DATE: | Wednesday, October 15th, 1997 |
TIME: | 12h00 - 13h00 |
PLACE: | McConnell 320 |
TITLE: |
"The Three-Phase Method and Applications" (T. Biedl) "Shortest Paths of Bounded Curvature in a Convex Polygon" (S. Lazard) |
SPEAKER: |
Dr. Therese Biedl, School of Computer Science, McGill University. Dr. Sylvain Lazard, School of Computer Science, McGill University. |
"The Three-Phase Method and Applications" (T. Biedl)

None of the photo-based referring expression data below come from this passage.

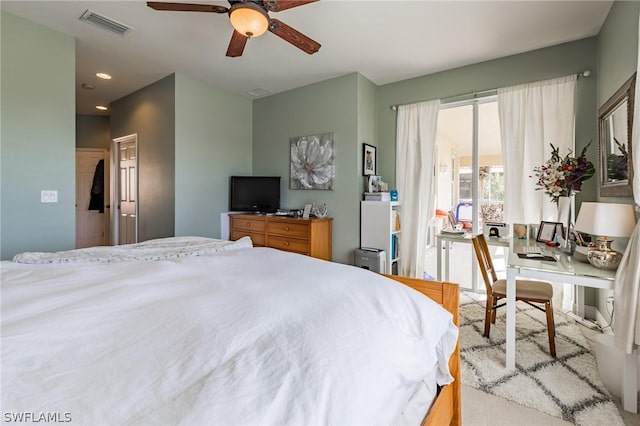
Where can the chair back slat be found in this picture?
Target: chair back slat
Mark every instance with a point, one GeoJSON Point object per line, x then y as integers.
{"type": "Point", "coordinates": [481, 249]}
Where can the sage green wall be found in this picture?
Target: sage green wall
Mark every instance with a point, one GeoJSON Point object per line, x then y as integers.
{"type": "Point", "coordinates": [617, 61]}
{"type": "Point", "coordinates": [328, 106]}
{"type": "Point", "coordinates": [213, 141]}
{"type": "Point", "coordinates": [150, 113]}
{"type": "Point", "coordinates": [93, 131]}
{"type": "Point", "coordinates": [37, 137]}
{"type": "Point", "coordinates": [617, 48]}
{"type": "Point", "coordinates": [551, 62]}
{"type": "Point", "coordinates": [366, 121]}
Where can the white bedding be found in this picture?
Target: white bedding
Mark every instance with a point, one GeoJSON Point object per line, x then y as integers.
{"type": "Point", "coordinates": [240, 336]}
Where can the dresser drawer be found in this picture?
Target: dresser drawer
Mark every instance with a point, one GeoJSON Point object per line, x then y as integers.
{"type": "Point", "coordinates": [297, 230]}
{"type": "Point", "coordinates": [289, 244]}
{"type": "Point", "coordinates": [258, 239]}
{"type": "Point", "coordinates": [247, 224]}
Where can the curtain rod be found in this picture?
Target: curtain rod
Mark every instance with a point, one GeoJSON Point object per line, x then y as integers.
{"type": "Point", "coordinates": [475, 95]}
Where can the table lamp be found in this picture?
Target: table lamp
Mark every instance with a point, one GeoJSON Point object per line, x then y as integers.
{"type": "Point", "coordinates": [605, 220]}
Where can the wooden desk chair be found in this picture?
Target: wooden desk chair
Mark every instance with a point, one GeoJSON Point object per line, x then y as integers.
{"type": "Point", "coordinates": [527, 291]}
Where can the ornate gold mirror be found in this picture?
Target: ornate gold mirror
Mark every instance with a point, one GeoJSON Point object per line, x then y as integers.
{"type": "Point", "coordinates": [615, 119]}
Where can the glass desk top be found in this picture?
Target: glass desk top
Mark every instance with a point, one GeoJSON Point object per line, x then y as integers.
{"type": "Point", "coordinates": [565, 264]}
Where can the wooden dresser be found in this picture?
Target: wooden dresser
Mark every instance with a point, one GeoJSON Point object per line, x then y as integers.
{"type": "Point", "coordinates": [305, 236]}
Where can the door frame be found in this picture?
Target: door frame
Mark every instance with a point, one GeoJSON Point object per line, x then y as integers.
{"type": "Point", "coordinates": [107, 196]}
{"type": "Point", "coordinates": [115, 186]}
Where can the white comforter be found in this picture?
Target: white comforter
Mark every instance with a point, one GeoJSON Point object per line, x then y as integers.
{"type": "Point", "coordinates": [246, 336]}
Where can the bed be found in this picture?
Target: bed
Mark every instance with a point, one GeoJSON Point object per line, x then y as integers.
{"type": "Point", "coordinates": [193, 330]}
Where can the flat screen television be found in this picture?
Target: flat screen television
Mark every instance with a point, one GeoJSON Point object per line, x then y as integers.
{"type": "Point", "coordinates": [259, 194]}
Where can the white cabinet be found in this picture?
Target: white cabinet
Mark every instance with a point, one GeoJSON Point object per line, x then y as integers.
{"type": "Point", "coordinates": [380, 228]}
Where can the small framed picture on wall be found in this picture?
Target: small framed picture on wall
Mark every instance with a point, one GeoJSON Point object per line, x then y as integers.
{"type": "Point", "coordinates": [368, 160]}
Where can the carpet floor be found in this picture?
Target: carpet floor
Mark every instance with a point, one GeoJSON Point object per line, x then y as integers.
{"type": "Point", "coordinates": [567, 387]}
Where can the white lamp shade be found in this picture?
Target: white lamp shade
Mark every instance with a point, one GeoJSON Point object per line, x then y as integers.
{"type": "Point", "coordinates": [249, 19]}
{"type": "Point", "coordinates": [606, 219]}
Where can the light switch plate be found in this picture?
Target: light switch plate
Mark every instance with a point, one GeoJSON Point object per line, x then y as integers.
{"type": "Point", "coordinates": [48, 196]}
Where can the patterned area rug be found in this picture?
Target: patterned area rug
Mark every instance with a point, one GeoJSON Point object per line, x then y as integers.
{"type": "Point", "coordinates": [567, 387]}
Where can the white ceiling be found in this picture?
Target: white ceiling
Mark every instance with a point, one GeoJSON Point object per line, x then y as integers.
{"type": "Point", "coordinates": [386, 41]}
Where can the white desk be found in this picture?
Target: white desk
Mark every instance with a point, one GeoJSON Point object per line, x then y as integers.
{"type": "Point", "coordinates": [564, 270]}
{"type": "Point", "coordinates": [444, 242]}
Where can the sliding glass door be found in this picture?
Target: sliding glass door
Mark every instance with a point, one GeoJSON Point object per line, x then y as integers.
{"type": "Point", "coordinates": [470, 176]}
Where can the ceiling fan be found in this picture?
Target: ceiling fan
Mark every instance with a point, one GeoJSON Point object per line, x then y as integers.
{"type": "Point", "coordinates": [250, 18]}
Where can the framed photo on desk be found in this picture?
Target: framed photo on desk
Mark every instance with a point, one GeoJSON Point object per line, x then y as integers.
{"type": "Point", "coordinates": [547, 231]}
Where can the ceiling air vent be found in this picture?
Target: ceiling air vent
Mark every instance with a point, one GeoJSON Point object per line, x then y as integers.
{"type": "Point", "coordinates": [258, 92]}
{"type": "Point", "coordinates": [105, 23]}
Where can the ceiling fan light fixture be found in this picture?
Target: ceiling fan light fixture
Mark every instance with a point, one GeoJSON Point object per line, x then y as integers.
{"type": "Point", "coordinates": [249, 19]}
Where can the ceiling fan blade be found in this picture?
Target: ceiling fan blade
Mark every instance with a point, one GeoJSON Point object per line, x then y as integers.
{"type": "Point", "coordinates": [187, 7]}
{"type": "Point", "coordinates": [236, 45]}
{"type": "Point", "coordinates": [278, 5]}
{"type": "Point", "coordinates": [294, 37]}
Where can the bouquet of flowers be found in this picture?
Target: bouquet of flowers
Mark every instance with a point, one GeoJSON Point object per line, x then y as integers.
{"type": "Point", "coordinates": [563, 176]}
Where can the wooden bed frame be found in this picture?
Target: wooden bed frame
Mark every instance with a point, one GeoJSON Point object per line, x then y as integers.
{"type": "Point", "coordinates": [446, 409]}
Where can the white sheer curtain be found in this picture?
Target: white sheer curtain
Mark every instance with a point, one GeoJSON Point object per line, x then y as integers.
{"type": "Point", "coordinates": [626, 317]}
{"type": "Point", "coordinates": [533, 116]}
{"type": "Point", "coordinates": [415, 153]}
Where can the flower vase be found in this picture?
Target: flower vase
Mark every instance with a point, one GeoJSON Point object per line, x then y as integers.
{"type": "Point", "coordinates": [565, 216]}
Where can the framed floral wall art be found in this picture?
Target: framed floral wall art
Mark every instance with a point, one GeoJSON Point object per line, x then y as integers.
{"type": "Point", "coordinates": [312, 162]}
{"type": "Point", "coordinates": [368, 160]}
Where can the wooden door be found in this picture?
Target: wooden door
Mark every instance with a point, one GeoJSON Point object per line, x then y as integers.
{"type": "Point", "coordinates": [90, 224]}
{"type": "Point", "coordinates": [127, 191]}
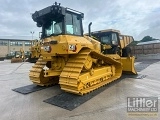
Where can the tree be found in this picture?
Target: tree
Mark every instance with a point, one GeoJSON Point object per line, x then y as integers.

The three-phase method is a generic method for creating orthogonal drawings
of graphs of arbitrarily high degree. Among its advantages are the
following: simplification of implementation, modularization of a
larger problem, easier development of new algorithms, flexibility
of adaptation of algorithms to additional constraints, and others.
We will present this method and some of its applications.
"Shortest Paths of Bounded Curvature in a Convex Polygon" (S. Lazard)
I will review some results found during the Workshop on Bounded Radius
of Curvature Problems at the Bellairs Research Institute of McGill
University, March 9 to 16, 1997.
We address the problem of finding a shortest path of bounded curvature
in a convex polygon. More precisely, given prescribed initial and
final configurations (i.e., positions and direction headings) and a
convex polygon, we want to compute (if it exists) a shortest C1
path (i.e., continuously differentiable path) joining those two
configurations inside the convex polygon, with the further constraint
that, on each C2 piece, the radius of curvature is at least 1. If
there is no such path, we want to report that fact. A path of bounded
curvature can be viewed as the trace of the middle of the rear axle of
a vehicle moving forward that has a minimum turning radius equal to 1.
We present an O(n*log2 n) time algorithm to solve this problem,
where n is the number of edges of the polygon.